De son côté, le président d'IDAL, Nabil Itani, a affirmé que les pays arabes doivent encore déployer des efforts supplémentaires pour améliorer le climat d'investissements dans leur pays afin de rendre les secteurs productifs plus attrayants pour les investisseurs. À cet égard, il a rappelé que la grande partie des investissements panarabes s'est concentrée au cours des dernières années dans le secteur de l'immobilier et des services alors que les secteurs de l'industrie, du commerce et des services n'ont reçu qu'une partie infime des investissements.

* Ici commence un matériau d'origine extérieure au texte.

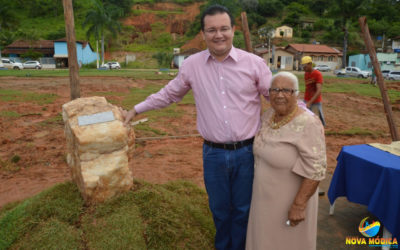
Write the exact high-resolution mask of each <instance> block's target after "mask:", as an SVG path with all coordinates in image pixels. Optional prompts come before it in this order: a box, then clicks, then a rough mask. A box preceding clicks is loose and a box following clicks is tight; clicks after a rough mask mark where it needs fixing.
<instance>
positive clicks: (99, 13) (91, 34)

Il a mis l'accent sur l'importance de dynamiser l'activité du secteur privé qui est le moteur de la productivité et le créateur d'emplois.
Citant la Cnuced, il a indiqué que le volume des investissements au niveau global s'est élevé à 1 833 milliards de dollars en 2007, mais les pays arabes n'ont reçu que 4 % de ce volume, soit près de 72 milliards de dollars.
Pour sa part, le directeur général de l'Institut arabe de garantie des investissements et des exportations, Fahd el-Ibrahim, a souligné l'amélioration du climat d'investissement dans la plupart des pays arabes, en citant leurs politiques d'ouverture sur les investissements étrangers au cours des dix dernières années, leur stabilité économique et l'amélioration de leurs indicateurs économiques. La moyenne de croissance économique dans les pays arabes s'est élevée à 6,4 % en 2008, soit le double de la moyenne internationale de 3,2 %, a-t-il affirmé.
Abordant le contexte mondial difficile, il a estimé que la capacité des pays arabes à attirer des investissements directs étrangers (IDE) n'a pas été affectée par la crise financière internationale qui a débuté en 2007, mais bien au contraire. Selon les données disponibles dans dix-sept pays arabes, les flux d'investissements directs étrangers en 2008 ont atteint 89 milliards de dollars, contre 74 milliards pour l'ensemble du monde arabe en 2007.
Par ailleurs, la part des Arabes au niveau du volume global des flux d'IDE dans le monde est passée de 3,9 % en 2007 à 5,3 % en 2008, contre 0,4 % en 2000. La hausse des flux d'investissements interarabes a contribué à augmenter le flux global des investissements étrangers directs dans cette partie du monde. Les investissements interarabes ont totalisé 34 milliards de dollars en 2008, contre 21 milliards en 2007, et ce d'après les données récoltées jusqu'ici dans treize pays arabes seulement.
Selon Fahd el-Ibrabim, les pays du Golfe sont encore les principaux exportateurs d'investissements arabes. Il a toutefois souligné l'émergence de nouveaux exportateurs sur la scène régionale, comme le Liban et l'Égypte. Parallèlement, les principaux bénéficiaires des flux d'investissements arabes entre 1995 et 2008 ont été l'Arabie saoudite, le Soudan, le Liban et l'Égypte. Au cours de cette période, ces pays ont accueilli 95 milliards de dollars, soit 70 % des investissements interarabes, qui ont totalisé 135 milliards de dollars.